That Was The Week We Nearly Saw a 1.5% Move!
FTSE 7428-7380 VFTSE 10.01 -10.68
Statisticians tell us that 66% of the time markets go nowhere. You would not want to be strongly directional on that basis, it would make little sense. Options give us so many more facets to trading, we can adapt for all kinds of market conditions. Raging bull to roaring bear. More like maggots and mice, but that’s not sexy enough to massage large egos.
Politics again this week, as we had local elections giving the 2 main parties a bloody nose. The stockmarket does not care. Though one might factor in the huge amount of spending under local council control. That could be a market mover. Thus suppliers who are less than scrupulous may lose large contracts. Councils are beholden to outsourcing and some big firms picked up fat contracts nationally. Example- payrolls. Equity traders in such outsources may therefore want to sit up, as the gravy train may be derailed, when comfy old arrangements are reviewed by fresh representatives. We are filled with delight at that prospect. Nobody feels they get good value from their council tax. Though happy to be corrected……it’s just my opinion.

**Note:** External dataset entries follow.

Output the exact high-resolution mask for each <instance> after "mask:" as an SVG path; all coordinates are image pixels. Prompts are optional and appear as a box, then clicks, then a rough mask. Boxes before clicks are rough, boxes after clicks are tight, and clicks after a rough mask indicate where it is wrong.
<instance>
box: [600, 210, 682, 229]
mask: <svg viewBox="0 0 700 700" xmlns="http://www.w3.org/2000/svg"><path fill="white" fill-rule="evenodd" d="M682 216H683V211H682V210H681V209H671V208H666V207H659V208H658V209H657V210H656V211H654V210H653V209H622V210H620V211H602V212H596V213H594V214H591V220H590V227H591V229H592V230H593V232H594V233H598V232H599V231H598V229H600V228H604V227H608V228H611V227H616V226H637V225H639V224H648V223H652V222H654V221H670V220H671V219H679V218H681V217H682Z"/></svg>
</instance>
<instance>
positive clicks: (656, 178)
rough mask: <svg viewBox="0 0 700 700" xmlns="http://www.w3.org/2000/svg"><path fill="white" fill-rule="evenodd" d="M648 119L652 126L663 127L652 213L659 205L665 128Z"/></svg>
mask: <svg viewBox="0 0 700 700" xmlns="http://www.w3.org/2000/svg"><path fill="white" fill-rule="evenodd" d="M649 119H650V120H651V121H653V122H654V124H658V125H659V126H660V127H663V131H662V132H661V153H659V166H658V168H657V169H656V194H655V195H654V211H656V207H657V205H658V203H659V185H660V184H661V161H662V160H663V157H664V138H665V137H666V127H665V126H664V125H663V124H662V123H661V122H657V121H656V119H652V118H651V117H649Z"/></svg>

Enough Politics, The Sideshows Make Little Difference
A Twitter trader posed a question about his deep in the money trade. He had got it horribly wrong, but it was not yet beyond redemption. Putting your mistakes out on the internet is a brave, possibly desperate thing to do. Nobody likes to admit they have messed up. However with a little detatchment it was possible for some of us to offer elegant solutions. What did spring to mind was some research allegedly showing that trade entry was of little relevance, it was all about exit. Our old ally Van Tharp alluded to this. This is the empowering part of trading. We have no control over market direction, and TA/fundamentals are limited tools. Traders rarely factor in luck, but must surely play a part when randomness rears its ugly head. Exit matters
Gamblers like to play on when they are in a ‘hot streak’. And so it must be with traders who are consistent winners. Stick with what is working. By all means try new ideas, perhaps even have some skin in the game as I did recently and lost a chunk of change. Smarter traders might have kept it ‘paper’ and not real money!
Those Running Trades and Trade130
Trade 128– 7350/7450 call ratio spread/ butterfly(ratio= 22,(paid 8.5) the ‘fly= 29 paid (26.5)) and 7400/7300 put ratio/ butterfly: ratio= 9.5, paid minus 1, ‘fly- paid 15 now 18) Small wins but we run them.
Trade 129
This is our quasi butterfly/ratio/calendar We were selling 3 of the May 7200 puts at 16.5×3= 49.5. We were buying 1x 7250 Jun put 68.5,and buying 1x 7100 39. Cost, therefore was 107.5-49.5=58. Current prices? May 7200 puts=16, Jun 7250= 78. 7100= 42.5. Trade now worth 72.5. (We sold 3 May puts remember). Again we see a fair profit but continue to run this.
Trade130- Selling the Odds With Call ‘Fly
May call prices for a butterfly. We can buy this or sell it for 161+29.5- (82.5×2)= 25.5.
strike price
7200 161
7300 82.5
7400 29.5
So….we can sell this and have a credit of 25.5, or we can buy it,but our expectations are of course different.
- We buy the butterfly. So we need the FTSE to be >25.5 below 7400 and >25.5 above 7200 to break even
- We sell the butterfly. Then we need FTSE simply above 7400-25.5 or below 7200+25.5 to collect our max 25.5. So on the basis that FTSE, we believe, will be above 7400 at expiry, we sell the ‘fly.
- Worst case scenario- we buy and lose 25.5, we sell and lose 100-25.5= 74.5.
So, remember butterflies are simply a combination of a long spread and a short spread.